10. A 2 kHz sine wave has a phase of 18\(^{\circ}\). Determine the time delay. Repeat for a 100 kHz sine wave.
11. An oscilloscope measures a time delay of 0.2 milliseconds between a pair of 500 Hz sine waves. Determine the phase shift.
12. An oscilloscope measures a time delay of −10 microseconds between a pair of 20 kHz sine waves. Determine the phase shift.
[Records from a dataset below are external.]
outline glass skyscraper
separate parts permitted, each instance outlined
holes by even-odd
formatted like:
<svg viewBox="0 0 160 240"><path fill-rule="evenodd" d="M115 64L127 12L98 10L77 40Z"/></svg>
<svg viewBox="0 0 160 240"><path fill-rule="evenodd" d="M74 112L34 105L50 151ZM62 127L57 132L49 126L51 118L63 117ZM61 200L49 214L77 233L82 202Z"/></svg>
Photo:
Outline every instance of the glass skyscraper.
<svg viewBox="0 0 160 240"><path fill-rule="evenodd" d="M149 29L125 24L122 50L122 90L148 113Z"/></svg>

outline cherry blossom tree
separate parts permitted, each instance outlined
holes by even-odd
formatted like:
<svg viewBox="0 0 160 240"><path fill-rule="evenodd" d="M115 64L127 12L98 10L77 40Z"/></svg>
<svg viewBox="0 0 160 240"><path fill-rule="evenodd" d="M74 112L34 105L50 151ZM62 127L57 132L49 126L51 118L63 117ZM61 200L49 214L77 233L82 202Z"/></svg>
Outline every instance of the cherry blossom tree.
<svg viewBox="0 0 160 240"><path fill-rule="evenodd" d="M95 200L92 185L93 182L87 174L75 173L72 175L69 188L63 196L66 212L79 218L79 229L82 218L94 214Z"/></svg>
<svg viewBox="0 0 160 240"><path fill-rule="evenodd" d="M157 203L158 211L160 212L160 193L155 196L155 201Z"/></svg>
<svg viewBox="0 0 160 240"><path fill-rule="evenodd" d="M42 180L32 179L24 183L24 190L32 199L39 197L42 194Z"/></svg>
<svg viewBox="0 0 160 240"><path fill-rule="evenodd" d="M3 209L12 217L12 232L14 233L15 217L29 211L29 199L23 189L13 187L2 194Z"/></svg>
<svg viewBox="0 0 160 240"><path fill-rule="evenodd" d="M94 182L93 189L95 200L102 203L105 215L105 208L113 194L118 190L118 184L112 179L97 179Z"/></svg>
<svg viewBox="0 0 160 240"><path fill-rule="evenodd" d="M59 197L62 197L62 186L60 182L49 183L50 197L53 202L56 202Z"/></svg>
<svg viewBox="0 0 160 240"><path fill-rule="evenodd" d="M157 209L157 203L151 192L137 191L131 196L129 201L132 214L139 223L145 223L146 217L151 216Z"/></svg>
13. Convert the following from rectangular to polar form:
a) \(10 + j10\)
b) \(5 − j10\)
c) \(−100 + j20\)
d) \(3k + j4k\)
14. Convert the following from rectangular to polar form:
a) \(2k + j1.5k\)
b) \(8 − j8\)
c) \(−300 + j300\)
d) \(−1k − j1k\)
15. Convert these from polar to rectangular form:
a) \(10\angle 45^{\circ} \)
b) \( 0.4\angle 90^{\circ} \)
c) \(−9\angle 60^{\circ} \)
d) \(100\angle −45^{\circ} \)
16. Convert these from polar to rectangular form:
a) \(−4\angle 60^{\circ} \)
b) \(−0.9\angle 30^{\circ} \)
c) \(5\angle 120^{\circ} \)
d) \(6\angle −135^{\circ} \)
17. Perform the following computations:
a) \((10 + j10) + (5 + j20)\)
b) \((5 + j2) + (−5 + j2)\)
c) \((80 − j2) − (100 + j2)\)
d) \((−65 + j50) − (5 − j200)\)
18. Perform the following computations:
a) \((100 + j200) + (75 + j210)\)
b) \((−35 + j25) + (15 + j8)\)
c) \((500 − j70) − (200 + j30)\)
d) \((−105 + j540) − (5− j200)\)
19. Perform the following computations:
a) \((100 + j200) \cdot (75 + j210)\)
b) \((−35 + j25) \cdot (15 + j8)\)
c) \((500 − j70) / (200 + j30)\)
d) \((−105 + j540) / (5− j200)\)
20. Perform the following computations:
a) \((10 + j10) \cdot (5 + j20)\)
b) \((5 + j2) \cdot (−5 + j2)\)
c) \((80 − j2) / (100 + j2)\)
d) \((−65 + j50) / (5− j200)\)
21. Perform the following computations:
a) \((10\angle 0^{\circ} ) \cdot (10\angle 0^{\circ} )\)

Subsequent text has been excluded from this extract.